A word about the correctness of this approach. The performance of the approximation of the numerical integration is affected, I don't know precisely how (no theoretical guarantees) but here is a simple example which works:
import matplotlib.pyplot as plt
import numpy as np
import scipy as sp
import scipy.integrate
tmax = 10.0
def a(t):
if t < tmax / 2.0:
return ((tmax / 2.0) - t) / (tmax / 2.0)
else:
return 1.0
def func(x, t, a):
return - (x - a(t))
x0 = 0.8
t = np.linspace(0.0, tmax, 1000)
args = (a,)
y = sp.integrate.odeint(func, x0, t, args)
fig = plt.figure()
ax = fig.add_subplot(111)
h1, = ax.plot(t, y)
h2, = ax.plot(t, [a(s) for s in t])
ax.legend([h1, h2], ["y", "a"])
ax.set_xlabel("t")
ax.grid()
plt.show()
I Hope this will help you.
No, that is not possible in the literal sense of
"I currently have a list of "a"s for every time-step which I would like to insert at every time-step"
as the solver has adaptive step size control, that is, it will use internal time steps that you have no control over, and each time step uses several evaluations of the function. Thus there is no connection between the solver time steps and the data time steps.
In the extended sense that the given data defines a piecewise constant step function however, there are several approaches to get to a solution.
You can integrate from jump point to jump point, using the ODE function with the constant parameter for this time segment. After that use numpy array operations like concatenate to assemble the full solution.
You can use interpolation functions like numpy.interp or scipy.interpolate.interp1d. The first gives a piecewise linear interpolation, which may not be desired here. The second returns a function object that can be configured to be a "zero-order hold", which is a piecewise constant step function.
You could implement your own logic to go from the time t to the correct values of those parameters.

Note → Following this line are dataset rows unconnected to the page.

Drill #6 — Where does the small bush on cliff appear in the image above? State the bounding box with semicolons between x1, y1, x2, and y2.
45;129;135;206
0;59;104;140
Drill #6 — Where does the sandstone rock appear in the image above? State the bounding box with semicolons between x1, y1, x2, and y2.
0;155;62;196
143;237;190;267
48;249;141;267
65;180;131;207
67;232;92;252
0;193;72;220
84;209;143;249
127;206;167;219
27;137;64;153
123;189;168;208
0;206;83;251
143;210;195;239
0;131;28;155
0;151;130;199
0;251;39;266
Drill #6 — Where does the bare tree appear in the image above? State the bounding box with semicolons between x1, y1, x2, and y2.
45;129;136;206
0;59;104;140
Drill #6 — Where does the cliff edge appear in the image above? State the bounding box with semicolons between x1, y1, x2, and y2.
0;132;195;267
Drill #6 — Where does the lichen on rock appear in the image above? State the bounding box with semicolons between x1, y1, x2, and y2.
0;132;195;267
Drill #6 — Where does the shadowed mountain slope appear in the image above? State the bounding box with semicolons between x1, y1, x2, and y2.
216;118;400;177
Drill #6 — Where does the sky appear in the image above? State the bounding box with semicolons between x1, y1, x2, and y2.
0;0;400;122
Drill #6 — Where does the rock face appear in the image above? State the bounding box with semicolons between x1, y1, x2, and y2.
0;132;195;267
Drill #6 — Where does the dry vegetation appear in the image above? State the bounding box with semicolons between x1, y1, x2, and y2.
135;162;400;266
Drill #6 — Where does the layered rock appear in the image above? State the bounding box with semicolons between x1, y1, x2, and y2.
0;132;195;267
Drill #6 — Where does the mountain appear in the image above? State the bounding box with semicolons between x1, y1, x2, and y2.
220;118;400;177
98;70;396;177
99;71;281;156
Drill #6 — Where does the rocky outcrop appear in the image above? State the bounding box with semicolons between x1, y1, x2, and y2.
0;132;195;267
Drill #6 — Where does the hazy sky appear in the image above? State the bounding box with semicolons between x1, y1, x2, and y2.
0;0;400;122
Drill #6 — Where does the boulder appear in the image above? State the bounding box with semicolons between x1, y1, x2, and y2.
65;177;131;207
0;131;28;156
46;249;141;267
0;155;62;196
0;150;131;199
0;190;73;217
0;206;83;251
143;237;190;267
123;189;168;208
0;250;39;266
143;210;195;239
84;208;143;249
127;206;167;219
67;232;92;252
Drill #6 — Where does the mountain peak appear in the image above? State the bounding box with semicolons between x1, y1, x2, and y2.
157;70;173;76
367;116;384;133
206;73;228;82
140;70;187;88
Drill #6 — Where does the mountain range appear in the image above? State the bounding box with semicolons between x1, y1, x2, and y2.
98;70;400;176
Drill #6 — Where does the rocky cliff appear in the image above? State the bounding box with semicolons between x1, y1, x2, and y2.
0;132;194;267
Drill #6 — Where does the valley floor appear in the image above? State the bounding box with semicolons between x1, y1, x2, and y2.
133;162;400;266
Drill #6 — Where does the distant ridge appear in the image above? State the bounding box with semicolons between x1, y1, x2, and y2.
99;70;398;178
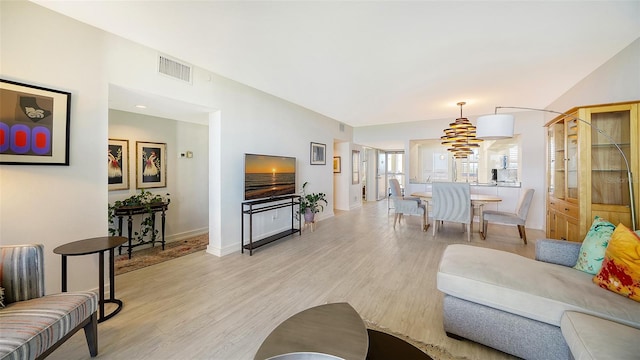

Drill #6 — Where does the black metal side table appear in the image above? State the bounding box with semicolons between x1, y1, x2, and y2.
53;236;127;322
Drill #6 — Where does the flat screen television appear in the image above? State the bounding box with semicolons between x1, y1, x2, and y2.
244;154;296;200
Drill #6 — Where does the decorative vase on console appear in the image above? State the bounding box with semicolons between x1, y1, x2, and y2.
298;182;327;223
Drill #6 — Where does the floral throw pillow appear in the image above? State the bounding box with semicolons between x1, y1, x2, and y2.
573;216;616;275
593;224;640;302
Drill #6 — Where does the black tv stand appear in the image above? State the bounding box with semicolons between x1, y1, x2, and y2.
241;195;301;256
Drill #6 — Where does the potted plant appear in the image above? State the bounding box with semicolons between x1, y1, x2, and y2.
298;181;328;222
108;189;171;242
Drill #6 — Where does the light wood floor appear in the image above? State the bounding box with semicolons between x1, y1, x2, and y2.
49;201;544;360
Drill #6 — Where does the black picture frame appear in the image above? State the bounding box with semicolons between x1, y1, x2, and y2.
310;142;327;165
0;79;71;166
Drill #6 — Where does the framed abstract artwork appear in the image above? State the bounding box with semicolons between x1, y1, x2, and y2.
107;139;129;191
351;150;360;185
0;79;71;166
311;142;327;165
136;141;167;189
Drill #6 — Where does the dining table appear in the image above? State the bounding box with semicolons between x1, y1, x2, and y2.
411;191;502;233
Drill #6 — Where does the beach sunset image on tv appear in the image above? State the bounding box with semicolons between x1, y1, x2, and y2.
244;154;296;200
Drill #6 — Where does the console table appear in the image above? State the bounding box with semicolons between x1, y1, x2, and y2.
241;195;301;256
113;202;169;259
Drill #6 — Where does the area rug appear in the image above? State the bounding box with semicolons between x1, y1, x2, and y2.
363;320;468;360
115;233;209;275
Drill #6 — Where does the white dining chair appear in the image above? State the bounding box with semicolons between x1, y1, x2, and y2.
389;179;428;231
480;189;534;244
432;182;473;241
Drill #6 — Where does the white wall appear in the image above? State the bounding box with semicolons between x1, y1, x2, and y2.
353;112;545;229
109;110;209;241
547;38;640;118
333;142;351;210
0;1;352;293
0;1;108;292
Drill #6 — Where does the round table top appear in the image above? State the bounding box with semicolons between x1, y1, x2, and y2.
53;236;128;256
255;303;369;360
411;192;502;202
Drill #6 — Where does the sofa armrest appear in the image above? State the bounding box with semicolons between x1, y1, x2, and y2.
0;244;44;304
536;239;582;267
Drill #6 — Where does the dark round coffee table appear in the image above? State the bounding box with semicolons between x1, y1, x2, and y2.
53;236;127;322
367;329;433;360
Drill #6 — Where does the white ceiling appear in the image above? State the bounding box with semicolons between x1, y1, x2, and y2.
34;0;640;127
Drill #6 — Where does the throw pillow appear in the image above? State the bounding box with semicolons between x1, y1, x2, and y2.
573;216;616;275
593;224;640;302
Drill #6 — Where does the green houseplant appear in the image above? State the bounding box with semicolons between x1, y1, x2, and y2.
298;181;328;222
108;189;171;242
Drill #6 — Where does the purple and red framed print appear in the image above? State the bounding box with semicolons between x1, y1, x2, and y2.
0;79;71;165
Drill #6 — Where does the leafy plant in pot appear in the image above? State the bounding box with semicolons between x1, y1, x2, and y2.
298;181;328;222
108;189;171;242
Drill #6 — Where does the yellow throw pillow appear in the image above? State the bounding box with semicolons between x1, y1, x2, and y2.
593;224;640;302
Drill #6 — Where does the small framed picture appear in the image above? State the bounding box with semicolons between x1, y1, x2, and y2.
136;141;167;189
311;142;327;165
107;139;129;191
0;79;71;166
351;150;360;185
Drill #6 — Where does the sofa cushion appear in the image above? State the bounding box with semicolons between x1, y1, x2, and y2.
0;291;98;359
574;216;616;275
437;244;640;328
593;224;640;301
560;311;640;360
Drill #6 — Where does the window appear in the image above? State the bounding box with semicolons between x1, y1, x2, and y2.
409;135;520;183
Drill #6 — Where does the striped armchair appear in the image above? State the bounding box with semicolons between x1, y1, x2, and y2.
0;244;98;360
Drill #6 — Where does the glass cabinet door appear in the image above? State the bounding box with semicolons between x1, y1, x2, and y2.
548;121;565;199
590;107;631;206
565;119;579;202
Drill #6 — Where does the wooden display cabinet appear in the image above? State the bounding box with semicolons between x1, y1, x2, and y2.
546;102;640;241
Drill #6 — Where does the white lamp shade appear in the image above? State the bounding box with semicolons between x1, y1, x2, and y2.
476;114;514;140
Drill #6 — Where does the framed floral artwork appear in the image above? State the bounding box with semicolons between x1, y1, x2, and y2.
333;156;342;174
107;139;129;191
136;141;167;189
311;142;327;165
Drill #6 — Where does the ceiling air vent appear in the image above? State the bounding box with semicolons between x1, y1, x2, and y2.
158;55;191;84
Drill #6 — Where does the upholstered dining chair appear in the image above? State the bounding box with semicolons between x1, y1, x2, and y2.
480;189;533;244
389;179;427;231
431;182;473;241
387;179;422;211
391;196;427;231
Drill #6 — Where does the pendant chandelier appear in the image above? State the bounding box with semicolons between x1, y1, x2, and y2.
440;102;482;159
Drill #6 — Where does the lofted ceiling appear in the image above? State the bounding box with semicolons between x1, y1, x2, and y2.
34;0;640;127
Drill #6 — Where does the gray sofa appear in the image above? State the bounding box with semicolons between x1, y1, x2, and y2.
437;239;640;359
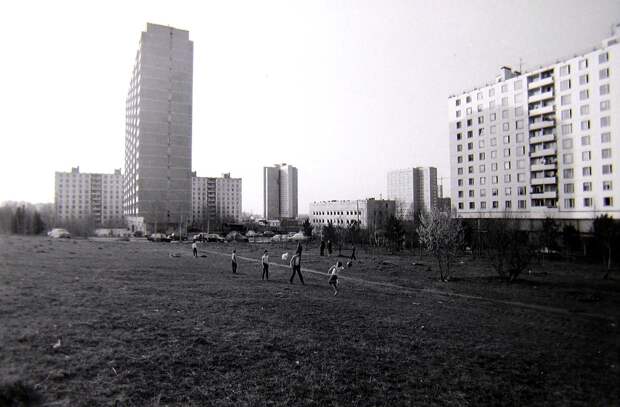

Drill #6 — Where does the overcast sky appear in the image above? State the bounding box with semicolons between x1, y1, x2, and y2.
0;0;620;213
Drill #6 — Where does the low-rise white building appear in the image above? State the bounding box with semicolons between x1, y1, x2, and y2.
190;172;242;229
54;167;124;226
309;198;396;228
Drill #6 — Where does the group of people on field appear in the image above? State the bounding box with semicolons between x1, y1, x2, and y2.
228;241;355;295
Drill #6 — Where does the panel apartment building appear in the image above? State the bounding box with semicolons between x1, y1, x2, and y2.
191;172;242;231
387;167;438;220
123;23;194;233
448;26;620;219
263;163;298;220
54;167;124;226
308;198;396;229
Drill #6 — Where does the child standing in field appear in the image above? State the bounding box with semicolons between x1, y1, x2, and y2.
328;261;344;296
289;253;305;285
231;249;237;274
261;250;269;280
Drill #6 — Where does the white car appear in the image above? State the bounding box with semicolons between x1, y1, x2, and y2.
291;232;308;242
47;228;71;239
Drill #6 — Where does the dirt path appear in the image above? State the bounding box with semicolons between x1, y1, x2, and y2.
206;249;616;323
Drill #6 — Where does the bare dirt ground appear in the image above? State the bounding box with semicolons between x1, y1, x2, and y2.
0;237;620;406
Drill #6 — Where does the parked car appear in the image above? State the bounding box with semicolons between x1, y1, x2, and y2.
291;232;308;242
47;228;71;239
206;233;226;242
226;231;248;242
147;233;170;242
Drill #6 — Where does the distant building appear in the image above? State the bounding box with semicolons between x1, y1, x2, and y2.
309;198;396;229
54;167;124;226
387;167;438;220
448;25;620;220
123;23;194;232
190;172;242;230
263;164;298;219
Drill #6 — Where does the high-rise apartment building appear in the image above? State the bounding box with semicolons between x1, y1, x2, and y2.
387;167;437;220
263;164;297;220
448;26;620;219
54;167;124;226
123;23;194;232
190;173;242;230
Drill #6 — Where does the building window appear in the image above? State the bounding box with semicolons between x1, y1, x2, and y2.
601;116;611;127
599;83;609;95
560;95;571;106
562;123;573;136
601;132;611;143
581;118;602;130
581;136;590;146
600;100;610;112
560;109;572;120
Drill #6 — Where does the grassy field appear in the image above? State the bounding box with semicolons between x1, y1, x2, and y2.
0;237;620;406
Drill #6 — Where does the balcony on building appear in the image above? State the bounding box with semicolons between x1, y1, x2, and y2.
529;119;555;131
529;104;555;116
530;147;558;158
530;177;557;185
530;131;555;144
527;88;554;103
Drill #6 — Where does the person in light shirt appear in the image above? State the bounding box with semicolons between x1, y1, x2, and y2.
261;250;269;280
327;261;344;296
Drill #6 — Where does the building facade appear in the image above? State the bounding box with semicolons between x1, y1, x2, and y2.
387;167;438;220
263;164;298;220
448;26;620;219
123;23;193;232
309;199;396;229
54;167;124;226
190;173;242;230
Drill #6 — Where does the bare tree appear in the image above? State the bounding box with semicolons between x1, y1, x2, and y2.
418;209;464;281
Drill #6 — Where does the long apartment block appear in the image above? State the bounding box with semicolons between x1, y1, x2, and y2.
448;25;620;219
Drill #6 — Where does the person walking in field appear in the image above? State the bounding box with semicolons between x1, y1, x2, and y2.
230;249;237;274
261;250;269;280
327;260;344;296
289;253;306;285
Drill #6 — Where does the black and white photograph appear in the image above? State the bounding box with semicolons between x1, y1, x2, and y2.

This mostly applies if there is some structure to the data, for instance, if they have the form f(int(t/h)).
Note that the approximation order of the numerical integration is not only bounded by the order of the RK (solve_ivp) or multi-step (odeint) method, but also by the differentiability order of the (parts of) the differential equation. If the ODE is much less smooth than the order of the method, the implicit assumptions for the step size control mechanism are violated, which may result in a very small step size requiring a huge number of integration steps.
I also encountered similar problem. In my case, parameters a, b, and c are not in direct function with time, but determined by x, y, and z at that time. So I have to get x, y, z at time t, and calculate a, b, c for the integration calculation for x, y, z at t+dt. It turns out that if I change dt value, the whole integration result will change dramatically, even to something unreasonable.